Re: copy on write for splice() from file to pipe?
From: Linus Torvalds
Date: Fri Feb 10 2023 - 12:47:53 EST
On Fri, Feb 10, 2023 at 9:23 AM Linus Torvalds
<torvalds@xxxxxxxxxxxxxxxxxxxx> wrote:
>
> And when it comes to networking, in general things like TCP checksums
> etc should be ok even with data that isn't stable.
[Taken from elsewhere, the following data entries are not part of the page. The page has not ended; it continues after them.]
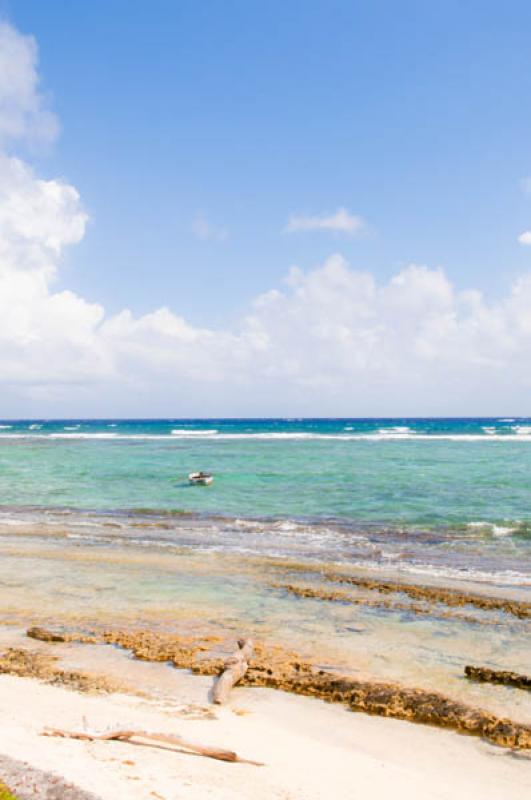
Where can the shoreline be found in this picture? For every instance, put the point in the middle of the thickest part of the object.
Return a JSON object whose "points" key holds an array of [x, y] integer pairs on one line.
{"points": [[311, 750]]}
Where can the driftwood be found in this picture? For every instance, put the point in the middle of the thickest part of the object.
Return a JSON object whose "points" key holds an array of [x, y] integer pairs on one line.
{"points": [[151, 740], [234, 669]]}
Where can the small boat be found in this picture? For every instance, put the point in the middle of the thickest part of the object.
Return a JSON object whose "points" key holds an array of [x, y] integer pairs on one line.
{"points": [[200, 478]]}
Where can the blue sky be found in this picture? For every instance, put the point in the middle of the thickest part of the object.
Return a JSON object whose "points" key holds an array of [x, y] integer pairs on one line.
{"points": [[227, 119], [414, 115]]}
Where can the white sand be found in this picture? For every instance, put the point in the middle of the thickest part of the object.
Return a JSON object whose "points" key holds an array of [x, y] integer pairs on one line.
{"points": [[312, 750]]}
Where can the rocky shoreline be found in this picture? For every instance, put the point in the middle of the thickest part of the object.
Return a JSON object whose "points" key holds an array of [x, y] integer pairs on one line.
{"points": [[273, 667]]}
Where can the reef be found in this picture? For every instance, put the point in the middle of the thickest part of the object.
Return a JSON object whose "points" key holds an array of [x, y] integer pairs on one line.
{"points": [[449, 597], [340, 596], [35, 664], [277, 668], [503, 677]]}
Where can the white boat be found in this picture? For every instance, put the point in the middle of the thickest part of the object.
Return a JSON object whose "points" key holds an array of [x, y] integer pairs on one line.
{"points": [[200, 478]]}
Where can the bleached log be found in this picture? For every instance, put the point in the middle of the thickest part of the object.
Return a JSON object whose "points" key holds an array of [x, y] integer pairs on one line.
{"points": [[151, 739], [234, 669]]}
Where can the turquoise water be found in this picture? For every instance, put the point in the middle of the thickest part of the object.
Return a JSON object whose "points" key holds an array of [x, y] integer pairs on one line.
{"points": [[449, 495]]}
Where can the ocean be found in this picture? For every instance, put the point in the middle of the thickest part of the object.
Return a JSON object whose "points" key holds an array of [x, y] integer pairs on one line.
{"points": [[99, 527], [433, 496]]}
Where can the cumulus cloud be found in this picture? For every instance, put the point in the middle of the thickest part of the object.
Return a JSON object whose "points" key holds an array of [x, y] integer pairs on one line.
{"points": [[23, 112], [340, 222], [333, 340], [205, 230]]}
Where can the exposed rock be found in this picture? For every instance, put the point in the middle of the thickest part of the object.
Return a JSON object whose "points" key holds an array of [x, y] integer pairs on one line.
{"points": [[45, 635], [277, 668], [340, 596], [450, 597], [36, 664], [486, 675]]}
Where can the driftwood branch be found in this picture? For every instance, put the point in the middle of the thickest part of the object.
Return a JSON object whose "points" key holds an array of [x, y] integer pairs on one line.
{"points": [[234, 669], [152, 740]]}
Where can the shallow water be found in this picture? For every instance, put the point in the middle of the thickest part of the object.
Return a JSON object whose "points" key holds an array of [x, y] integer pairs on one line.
{"points": [[99, 527]]}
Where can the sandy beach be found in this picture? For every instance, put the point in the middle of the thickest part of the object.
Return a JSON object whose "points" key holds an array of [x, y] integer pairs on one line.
{"points": [[310, 750]]}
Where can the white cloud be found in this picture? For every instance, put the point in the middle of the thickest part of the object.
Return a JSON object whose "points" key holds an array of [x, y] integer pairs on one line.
{"points": [[205, 230], [333, 341], [340, 222], [23, 113]]}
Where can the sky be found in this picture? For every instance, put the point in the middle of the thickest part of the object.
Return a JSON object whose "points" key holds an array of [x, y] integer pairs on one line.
{"points": [[265, 209]]}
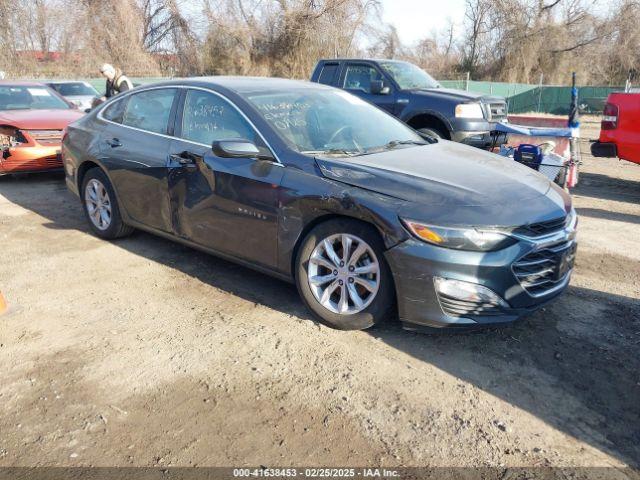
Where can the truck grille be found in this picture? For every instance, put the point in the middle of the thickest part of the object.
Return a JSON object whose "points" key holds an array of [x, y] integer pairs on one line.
{"points": [[455, 307], [542, 228], [47, 137], [541, 271], [497, 111]]}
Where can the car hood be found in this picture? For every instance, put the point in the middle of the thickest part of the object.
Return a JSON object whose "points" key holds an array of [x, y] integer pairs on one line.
{"points": [[459, 95], [450, 183], [39, 119]]}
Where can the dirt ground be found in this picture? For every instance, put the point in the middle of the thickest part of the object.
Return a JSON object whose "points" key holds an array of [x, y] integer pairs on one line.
{"points": [[142, 352]]}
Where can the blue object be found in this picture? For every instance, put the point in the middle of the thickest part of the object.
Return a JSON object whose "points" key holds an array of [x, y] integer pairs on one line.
{"points": [[529, 155]]}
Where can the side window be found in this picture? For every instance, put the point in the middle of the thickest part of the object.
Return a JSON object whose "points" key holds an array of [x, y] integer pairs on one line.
{"points": [[150, 110], [115, 111], [208, 117], [359, 77], [328, 73]]}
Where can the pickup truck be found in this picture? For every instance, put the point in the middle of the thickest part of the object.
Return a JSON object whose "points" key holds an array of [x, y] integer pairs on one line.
{"points": [[412, 95], [620, 128]]}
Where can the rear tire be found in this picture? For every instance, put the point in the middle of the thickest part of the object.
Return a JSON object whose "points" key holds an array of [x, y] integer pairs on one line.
{"points": [[359, 281], [101, 206]]}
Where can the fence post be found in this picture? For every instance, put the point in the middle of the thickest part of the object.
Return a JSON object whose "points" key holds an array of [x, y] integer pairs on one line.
{"points": [[540, 91]]}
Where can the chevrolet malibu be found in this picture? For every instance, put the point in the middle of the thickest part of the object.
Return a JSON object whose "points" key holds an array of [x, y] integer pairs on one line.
{"points": [[313, 185]]}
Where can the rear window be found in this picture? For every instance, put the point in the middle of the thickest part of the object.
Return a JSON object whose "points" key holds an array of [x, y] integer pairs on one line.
{"points": [[115, 111], [328, 73], [27, 98], [150, 110], [74, 89]]}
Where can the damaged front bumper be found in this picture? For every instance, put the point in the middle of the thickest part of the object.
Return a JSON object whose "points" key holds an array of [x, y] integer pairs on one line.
{"points": [[416, 265]]}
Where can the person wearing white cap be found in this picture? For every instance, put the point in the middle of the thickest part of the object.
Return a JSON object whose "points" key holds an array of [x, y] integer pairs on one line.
{"points": [[117, 82]]}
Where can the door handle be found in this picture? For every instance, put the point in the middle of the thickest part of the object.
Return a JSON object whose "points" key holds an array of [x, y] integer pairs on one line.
{"points": [[186, 159]]}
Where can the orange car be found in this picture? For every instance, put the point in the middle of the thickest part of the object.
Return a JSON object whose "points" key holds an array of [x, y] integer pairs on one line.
{"points": [[32, 117]]}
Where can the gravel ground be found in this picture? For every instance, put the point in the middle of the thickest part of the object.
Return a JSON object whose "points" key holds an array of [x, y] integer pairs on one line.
{"points": [[142, 352]]}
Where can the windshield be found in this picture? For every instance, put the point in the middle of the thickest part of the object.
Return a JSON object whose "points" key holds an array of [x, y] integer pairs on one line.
{"points": [[331, 121], [26, 98], [408, 76], [73, 89]]}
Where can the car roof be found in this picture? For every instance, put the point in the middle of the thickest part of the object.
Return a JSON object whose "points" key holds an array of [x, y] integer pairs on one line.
{"points": [[60, 82], [20, 83], [242, 84], [329, 60]]}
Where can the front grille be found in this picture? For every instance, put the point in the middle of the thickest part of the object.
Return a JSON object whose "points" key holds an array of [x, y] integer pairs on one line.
{"points": [[541, 271], [542, 228], [497, 111], [47, 137], [19, 165], [462, 308]]}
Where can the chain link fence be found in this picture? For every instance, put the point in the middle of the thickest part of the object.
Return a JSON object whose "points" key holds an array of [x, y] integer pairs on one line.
{"points": [[524, 98]]}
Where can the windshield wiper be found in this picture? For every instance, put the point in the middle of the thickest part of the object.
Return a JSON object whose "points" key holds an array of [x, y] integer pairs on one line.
{"points": [[332, 151], [394, 143]]}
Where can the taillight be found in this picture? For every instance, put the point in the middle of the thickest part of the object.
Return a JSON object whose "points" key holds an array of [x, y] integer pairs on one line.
{"points": [[609, 117]]}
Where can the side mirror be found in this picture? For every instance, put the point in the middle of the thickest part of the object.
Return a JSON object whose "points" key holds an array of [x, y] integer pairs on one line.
{"points": [[239, 148], [378, 88]]}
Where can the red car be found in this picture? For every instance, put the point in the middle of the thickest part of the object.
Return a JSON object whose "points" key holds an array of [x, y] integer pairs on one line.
{"points": [[620, 128], [32, 117]]}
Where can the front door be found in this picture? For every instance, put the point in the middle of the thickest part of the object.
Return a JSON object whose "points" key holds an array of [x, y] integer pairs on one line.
{"points": [[227, 204], [134, 148], [357, 81]]}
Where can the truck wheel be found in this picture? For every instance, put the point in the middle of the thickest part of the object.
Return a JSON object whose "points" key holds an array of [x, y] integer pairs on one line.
{"points": [[432, 132], [342, 276]]}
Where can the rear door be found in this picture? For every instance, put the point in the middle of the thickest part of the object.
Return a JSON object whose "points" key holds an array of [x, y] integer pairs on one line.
{"points": [[135, 149], [227, 204], [357, 78]]}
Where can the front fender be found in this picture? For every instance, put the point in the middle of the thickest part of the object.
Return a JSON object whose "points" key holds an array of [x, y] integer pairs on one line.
{"points": [[307, 199]]}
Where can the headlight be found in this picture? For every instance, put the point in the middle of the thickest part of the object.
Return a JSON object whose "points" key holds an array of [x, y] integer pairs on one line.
{"points": [[469, 110], [460, 238]]}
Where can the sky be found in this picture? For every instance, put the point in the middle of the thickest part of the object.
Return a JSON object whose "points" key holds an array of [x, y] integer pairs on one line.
{"points": [[416, 19]]}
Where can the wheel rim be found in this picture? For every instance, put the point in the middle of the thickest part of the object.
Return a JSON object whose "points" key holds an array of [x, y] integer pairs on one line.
{"points": [[344, 274], [98, 204]]}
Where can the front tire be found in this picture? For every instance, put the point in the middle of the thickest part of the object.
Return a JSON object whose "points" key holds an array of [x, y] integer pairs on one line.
{"points": [[342, 275], [101, 206]]}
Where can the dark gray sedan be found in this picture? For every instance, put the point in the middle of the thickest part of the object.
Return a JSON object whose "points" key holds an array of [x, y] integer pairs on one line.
{"points": [[313, 185]]}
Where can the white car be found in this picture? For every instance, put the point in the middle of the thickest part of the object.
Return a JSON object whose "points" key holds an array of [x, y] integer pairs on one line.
{"points": [[80, 94]]}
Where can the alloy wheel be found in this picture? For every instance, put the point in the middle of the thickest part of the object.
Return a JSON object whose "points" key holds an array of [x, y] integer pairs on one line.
{"points": [[344, 274], [98, 204]]}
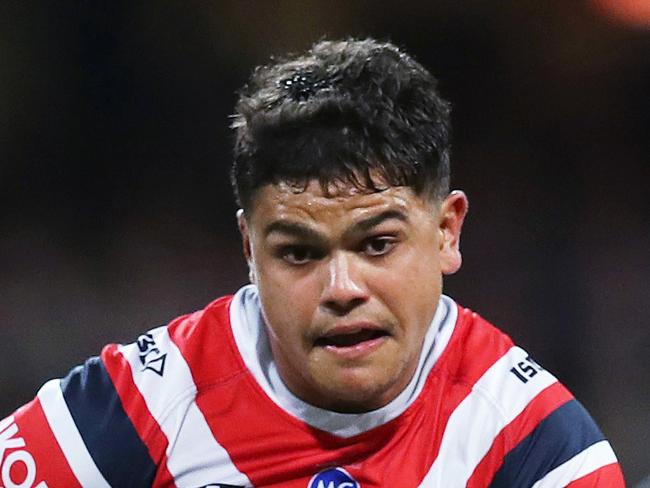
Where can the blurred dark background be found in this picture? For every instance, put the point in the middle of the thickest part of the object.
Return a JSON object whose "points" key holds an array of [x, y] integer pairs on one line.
{"points": [[116, 212]]}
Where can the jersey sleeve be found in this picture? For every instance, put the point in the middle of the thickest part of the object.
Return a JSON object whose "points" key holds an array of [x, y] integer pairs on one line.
{"points": [[79, 431], [552, 442]]}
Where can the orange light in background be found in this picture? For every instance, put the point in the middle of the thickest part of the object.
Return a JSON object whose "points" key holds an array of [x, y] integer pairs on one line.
{"points": [[634, 13]]}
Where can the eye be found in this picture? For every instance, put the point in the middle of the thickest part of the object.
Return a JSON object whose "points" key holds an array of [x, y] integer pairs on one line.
{"points": [[298, 255], [378, 246]]}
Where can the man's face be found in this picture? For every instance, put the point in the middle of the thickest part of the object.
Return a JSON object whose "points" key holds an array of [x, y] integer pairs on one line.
{"points": [[349, 283]]}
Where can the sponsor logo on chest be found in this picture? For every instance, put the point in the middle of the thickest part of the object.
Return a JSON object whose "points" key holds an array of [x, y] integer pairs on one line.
{"points": [[333, 478], [17, 468]]}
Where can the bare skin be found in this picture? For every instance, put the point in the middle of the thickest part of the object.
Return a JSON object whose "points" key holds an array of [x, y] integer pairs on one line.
{"points": [[349, 282]]}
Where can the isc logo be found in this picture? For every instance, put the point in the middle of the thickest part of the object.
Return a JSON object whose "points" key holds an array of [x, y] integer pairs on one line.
{"points": [[18, 468], [333, 478]]}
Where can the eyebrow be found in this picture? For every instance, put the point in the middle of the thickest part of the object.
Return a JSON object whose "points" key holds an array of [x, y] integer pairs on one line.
{"points": [[302, 231]]}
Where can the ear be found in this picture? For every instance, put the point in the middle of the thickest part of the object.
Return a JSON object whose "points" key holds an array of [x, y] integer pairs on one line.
{"points": [[452, 214], [246, 243]]}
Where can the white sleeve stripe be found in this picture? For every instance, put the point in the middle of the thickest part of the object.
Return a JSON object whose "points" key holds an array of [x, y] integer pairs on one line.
{"points": [[170, 397], [476, 422], [67, 435], [594, 457]]}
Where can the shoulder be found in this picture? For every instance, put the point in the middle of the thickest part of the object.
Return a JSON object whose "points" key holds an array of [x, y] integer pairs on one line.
{"points": [[524, 425], [110, 421]]}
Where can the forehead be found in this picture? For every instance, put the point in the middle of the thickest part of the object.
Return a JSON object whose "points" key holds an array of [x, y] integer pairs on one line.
{"points": [[336, 205]]}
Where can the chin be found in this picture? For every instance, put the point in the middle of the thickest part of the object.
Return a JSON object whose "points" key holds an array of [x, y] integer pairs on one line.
{"points": [[353, 395]]}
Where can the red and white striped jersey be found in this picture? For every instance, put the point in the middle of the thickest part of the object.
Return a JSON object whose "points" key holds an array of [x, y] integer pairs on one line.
{"points": [[199, 403]]}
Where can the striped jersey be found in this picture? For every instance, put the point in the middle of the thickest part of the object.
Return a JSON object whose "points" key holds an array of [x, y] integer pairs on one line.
{"points": [[199, 403]]}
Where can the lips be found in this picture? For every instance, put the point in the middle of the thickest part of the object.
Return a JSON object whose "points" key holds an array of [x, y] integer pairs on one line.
{"points": [[357, 338]]}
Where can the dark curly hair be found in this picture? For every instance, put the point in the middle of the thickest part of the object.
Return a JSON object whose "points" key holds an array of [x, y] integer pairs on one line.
{"points": [[353, 111]]}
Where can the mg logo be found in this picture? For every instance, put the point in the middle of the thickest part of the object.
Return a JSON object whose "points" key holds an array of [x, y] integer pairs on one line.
{"points": [[333, 478]]}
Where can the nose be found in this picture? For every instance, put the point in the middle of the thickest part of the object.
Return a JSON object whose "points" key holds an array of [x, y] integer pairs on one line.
{"points": [[344, 290]]}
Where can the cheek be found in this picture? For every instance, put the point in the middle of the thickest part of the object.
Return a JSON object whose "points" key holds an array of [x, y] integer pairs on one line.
{"points": [[289, 301], [412, 287]]}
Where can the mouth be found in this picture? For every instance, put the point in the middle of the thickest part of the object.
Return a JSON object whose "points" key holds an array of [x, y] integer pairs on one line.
{"points": [[352, 341]]}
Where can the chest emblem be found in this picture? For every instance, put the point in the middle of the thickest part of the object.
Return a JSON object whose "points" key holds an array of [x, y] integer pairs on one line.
{"points": [[333, 478]]}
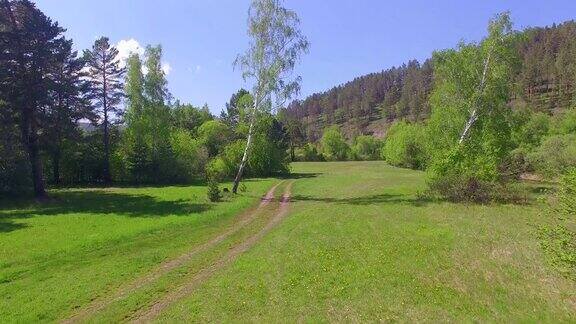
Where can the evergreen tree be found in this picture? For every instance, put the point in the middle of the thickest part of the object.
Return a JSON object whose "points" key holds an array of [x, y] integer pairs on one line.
{"points": [[106, 78], [68, 104], [30, 44]]}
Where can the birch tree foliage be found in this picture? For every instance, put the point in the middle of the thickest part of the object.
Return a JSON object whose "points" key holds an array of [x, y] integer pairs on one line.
{"points": [[469, 128], [276, 45]]}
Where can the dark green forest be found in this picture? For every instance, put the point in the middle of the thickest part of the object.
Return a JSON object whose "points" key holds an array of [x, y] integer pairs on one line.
{"points": [[543, 80]]}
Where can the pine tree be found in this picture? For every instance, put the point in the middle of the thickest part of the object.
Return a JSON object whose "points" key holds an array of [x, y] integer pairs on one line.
{"points": [[68, 104], [105, 77], [30, 44]]}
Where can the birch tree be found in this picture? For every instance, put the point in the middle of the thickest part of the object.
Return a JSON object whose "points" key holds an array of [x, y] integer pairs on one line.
{"points": [[469, 130], [276, 45]]}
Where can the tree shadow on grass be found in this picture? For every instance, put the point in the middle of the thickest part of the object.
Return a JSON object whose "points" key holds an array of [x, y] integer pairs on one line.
{"points": [[100, 202], [296, 175], [367, 200], [7, 225]]}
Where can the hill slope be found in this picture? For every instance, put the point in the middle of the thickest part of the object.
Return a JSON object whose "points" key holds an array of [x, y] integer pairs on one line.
{"points": [[366, 105]]}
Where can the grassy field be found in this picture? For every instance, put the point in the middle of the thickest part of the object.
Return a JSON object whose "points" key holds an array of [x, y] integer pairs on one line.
{"points": [[356, 245], [359, 246], [58, 256]]}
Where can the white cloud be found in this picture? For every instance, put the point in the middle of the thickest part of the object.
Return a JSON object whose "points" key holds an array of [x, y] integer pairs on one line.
{"points": [[166, 68], [126, 47]]}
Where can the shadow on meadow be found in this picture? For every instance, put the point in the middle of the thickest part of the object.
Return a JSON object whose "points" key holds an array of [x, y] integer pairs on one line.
{"points": [[367, 200], [99, 202]]}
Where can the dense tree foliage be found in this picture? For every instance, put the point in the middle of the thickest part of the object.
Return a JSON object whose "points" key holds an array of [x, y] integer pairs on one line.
{"points": [[38, 76], [545, 82]]}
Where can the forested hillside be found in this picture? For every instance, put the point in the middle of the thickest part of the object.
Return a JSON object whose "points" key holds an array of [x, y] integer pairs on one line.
{"points": [[366, 105]]}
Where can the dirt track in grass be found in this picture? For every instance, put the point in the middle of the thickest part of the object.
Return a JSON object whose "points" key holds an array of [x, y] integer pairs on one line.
{"points": [[244, 219], [151, 312]]}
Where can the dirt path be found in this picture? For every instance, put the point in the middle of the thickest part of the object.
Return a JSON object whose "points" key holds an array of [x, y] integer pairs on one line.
{"points": [[101, 303], [153, 311]]}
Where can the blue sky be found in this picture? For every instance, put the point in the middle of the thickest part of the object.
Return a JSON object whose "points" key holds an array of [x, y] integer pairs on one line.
{"points": [[201, 38]]}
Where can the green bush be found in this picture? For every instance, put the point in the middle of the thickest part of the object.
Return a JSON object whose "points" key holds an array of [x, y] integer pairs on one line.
{"points": [[559, 240], [334, 146], [565, 123], [405, 146], [214, 193], [531, 133], [191, 156], [308, 152], [366, 148], [555, 156], [462, 188], [214, 135]]}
When doing things
> by hand, networking should always use the "copy-and-checksum"
> functions that do the checksum while copying (so even if the source
> data changes, the checksum is going to be the checksum for the data
> that was copied).
>
> And in many (most?) smarter network cards, the card itself does the
> checksum, again on the data as it is transferred from memory.
>
> So it's not like "networking needs a stable source" is some really
> _fundamental_ requirement for things like that to work.
>
> But it may well be that we have situations where some network driver
> does the checksumming separately from then copying the data.
Ok, so I decided to try to take a look.
Somebody who actually does networking (and drivers in particular)
should probably check this, but it *looks* like the IPv4 TCP case
(just to pick the ony I looked at) gores through
tcp_sendpage_locked(), which does
if (!(sk->sk_route_caps & NETIF_F_SG))
return sock_no_sendpage_locked(sk, page, offset, size, flags);
which basically says "if you can't handle fragmented socket buffers,
do that 'no_sendpage' case".
So that will basically end up just falling back to a kernel
'sendmsg()', which does a copy and then it's stable.
But for the networks that *can* handle fragmented socket buffers, it
then calls do_tcp_sendpages() instead, which just creates a skb
fragment of the page (with tcp_build_frag()).
I wonder if that case should just require NETIF_F_HW_CSUM?
Linus